Wednesday, August 01, 2007

Sleeper Cell

Having raced through to the finale of series one of Dexter I am yet again in need of another US series to fixate on before the others all renew in the Autumn.

Dexter just got better and better. I was reminded of Milan Kundera's remarks in The Curtain to the effect that the best kind of novelist is usually one that has suppressed his or her (though as far as Kundera is concerned definitely his) soul, for in this series we witness how the 'empty' sociopath has privileged access to a certain kind of truth, and in the case of Dexter Morgan, a heightened sense of the redemptive possibilities of love. It's a theme that crops up again, though more bleakly, in the novels of Michel Houellebecq.
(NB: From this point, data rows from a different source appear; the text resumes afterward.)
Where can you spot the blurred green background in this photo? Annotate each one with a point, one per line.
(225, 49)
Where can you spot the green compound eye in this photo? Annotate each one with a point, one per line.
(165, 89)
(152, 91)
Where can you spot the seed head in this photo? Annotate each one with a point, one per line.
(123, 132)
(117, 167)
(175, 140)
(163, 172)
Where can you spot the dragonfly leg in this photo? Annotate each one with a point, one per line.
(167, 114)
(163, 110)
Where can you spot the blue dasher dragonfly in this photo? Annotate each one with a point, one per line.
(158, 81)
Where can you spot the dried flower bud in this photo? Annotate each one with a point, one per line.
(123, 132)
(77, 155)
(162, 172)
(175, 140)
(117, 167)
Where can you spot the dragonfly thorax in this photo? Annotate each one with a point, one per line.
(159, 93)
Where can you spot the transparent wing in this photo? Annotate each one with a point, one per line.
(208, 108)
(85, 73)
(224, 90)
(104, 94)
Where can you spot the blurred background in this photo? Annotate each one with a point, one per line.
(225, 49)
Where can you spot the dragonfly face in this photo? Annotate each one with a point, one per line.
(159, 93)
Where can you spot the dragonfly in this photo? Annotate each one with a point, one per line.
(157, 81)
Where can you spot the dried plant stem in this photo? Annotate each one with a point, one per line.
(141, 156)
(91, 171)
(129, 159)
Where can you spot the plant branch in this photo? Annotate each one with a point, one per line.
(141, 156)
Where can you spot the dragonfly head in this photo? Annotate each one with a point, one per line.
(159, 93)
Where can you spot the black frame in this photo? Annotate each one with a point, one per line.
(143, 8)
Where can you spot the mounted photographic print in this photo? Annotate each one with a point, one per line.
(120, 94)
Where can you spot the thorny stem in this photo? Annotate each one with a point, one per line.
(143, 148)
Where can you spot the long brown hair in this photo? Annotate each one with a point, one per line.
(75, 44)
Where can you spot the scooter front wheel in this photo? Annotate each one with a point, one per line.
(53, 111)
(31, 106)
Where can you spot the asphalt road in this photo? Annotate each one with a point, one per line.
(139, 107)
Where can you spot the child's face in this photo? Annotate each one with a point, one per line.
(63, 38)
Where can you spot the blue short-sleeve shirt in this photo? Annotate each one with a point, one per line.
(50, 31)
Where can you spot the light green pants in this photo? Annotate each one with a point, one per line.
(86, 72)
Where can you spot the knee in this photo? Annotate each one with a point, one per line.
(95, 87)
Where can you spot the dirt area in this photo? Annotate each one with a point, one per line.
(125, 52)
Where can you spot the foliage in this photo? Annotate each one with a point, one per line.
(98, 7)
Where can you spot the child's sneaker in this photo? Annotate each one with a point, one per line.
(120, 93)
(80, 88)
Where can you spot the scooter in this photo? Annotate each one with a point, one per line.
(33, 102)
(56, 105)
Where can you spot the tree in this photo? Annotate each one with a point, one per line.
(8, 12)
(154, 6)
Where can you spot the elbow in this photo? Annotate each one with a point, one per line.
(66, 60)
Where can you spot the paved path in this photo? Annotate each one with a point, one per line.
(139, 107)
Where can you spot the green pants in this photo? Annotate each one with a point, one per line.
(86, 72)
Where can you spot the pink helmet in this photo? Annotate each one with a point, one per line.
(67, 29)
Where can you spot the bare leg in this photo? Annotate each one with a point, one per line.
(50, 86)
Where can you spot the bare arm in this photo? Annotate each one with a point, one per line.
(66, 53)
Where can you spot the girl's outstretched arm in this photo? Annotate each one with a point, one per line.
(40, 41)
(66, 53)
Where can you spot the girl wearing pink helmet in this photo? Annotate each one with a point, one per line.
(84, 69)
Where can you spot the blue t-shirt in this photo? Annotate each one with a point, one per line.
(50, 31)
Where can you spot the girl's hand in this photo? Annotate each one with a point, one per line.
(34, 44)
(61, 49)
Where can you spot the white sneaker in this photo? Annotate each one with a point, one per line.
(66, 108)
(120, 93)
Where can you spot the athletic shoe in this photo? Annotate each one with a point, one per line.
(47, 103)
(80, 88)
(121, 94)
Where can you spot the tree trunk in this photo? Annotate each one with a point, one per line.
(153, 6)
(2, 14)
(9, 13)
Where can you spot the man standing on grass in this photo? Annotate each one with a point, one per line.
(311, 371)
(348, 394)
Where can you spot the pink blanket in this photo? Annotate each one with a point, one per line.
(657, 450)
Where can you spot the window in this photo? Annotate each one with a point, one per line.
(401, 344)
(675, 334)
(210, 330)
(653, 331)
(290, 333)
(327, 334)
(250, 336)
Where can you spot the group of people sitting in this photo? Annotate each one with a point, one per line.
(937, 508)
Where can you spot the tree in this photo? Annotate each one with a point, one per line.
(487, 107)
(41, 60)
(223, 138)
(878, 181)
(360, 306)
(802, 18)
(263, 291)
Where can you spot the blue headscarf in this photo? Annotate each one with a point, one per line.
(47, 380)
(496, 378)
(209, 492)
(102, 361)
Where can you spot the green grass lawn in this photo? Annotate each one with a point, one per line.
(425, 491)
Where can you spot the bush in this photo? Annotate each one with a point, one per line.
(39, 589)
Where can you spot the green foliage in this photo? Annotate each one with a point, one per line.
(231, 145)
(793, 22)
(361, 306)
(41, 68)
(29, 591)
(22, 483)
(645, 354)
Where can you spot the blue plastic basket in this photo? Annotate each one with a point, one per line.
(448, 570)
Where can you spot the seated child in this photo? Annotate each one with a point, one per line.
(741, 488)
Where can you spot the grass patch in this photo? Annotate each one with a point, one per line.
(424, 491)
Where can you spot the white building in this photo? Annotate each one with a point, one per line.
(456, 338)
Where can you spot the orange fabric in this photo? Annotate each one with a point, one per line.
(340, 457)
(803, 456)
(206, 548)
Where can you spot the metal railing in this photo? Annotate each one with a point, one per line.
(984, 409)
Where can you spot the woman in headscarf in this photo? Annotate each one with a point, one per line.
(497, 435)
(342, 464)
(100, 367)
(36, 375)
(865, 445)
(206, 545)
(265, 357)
And so I have started to watch Showtime's other hit series Sleeper Cell. It's just a pity that I happen to be reading Updike's excellent Terrorist at the same time, because it is serving to sharpen the stabs of intellectual pain caused by the lack of real insight in this series, though it is undoubtedly entertaining enough. In the place of such insight we have an attempt to impress viewers with simple expectations by confounding the more obvious stereotypes. Not only is it a poor guide to the make-up and motivations of would-be Islamists operating in mainland USA, if that was really how the security services intend to combat the threat, then thousands of Americans could probably kiss their asses goodbye.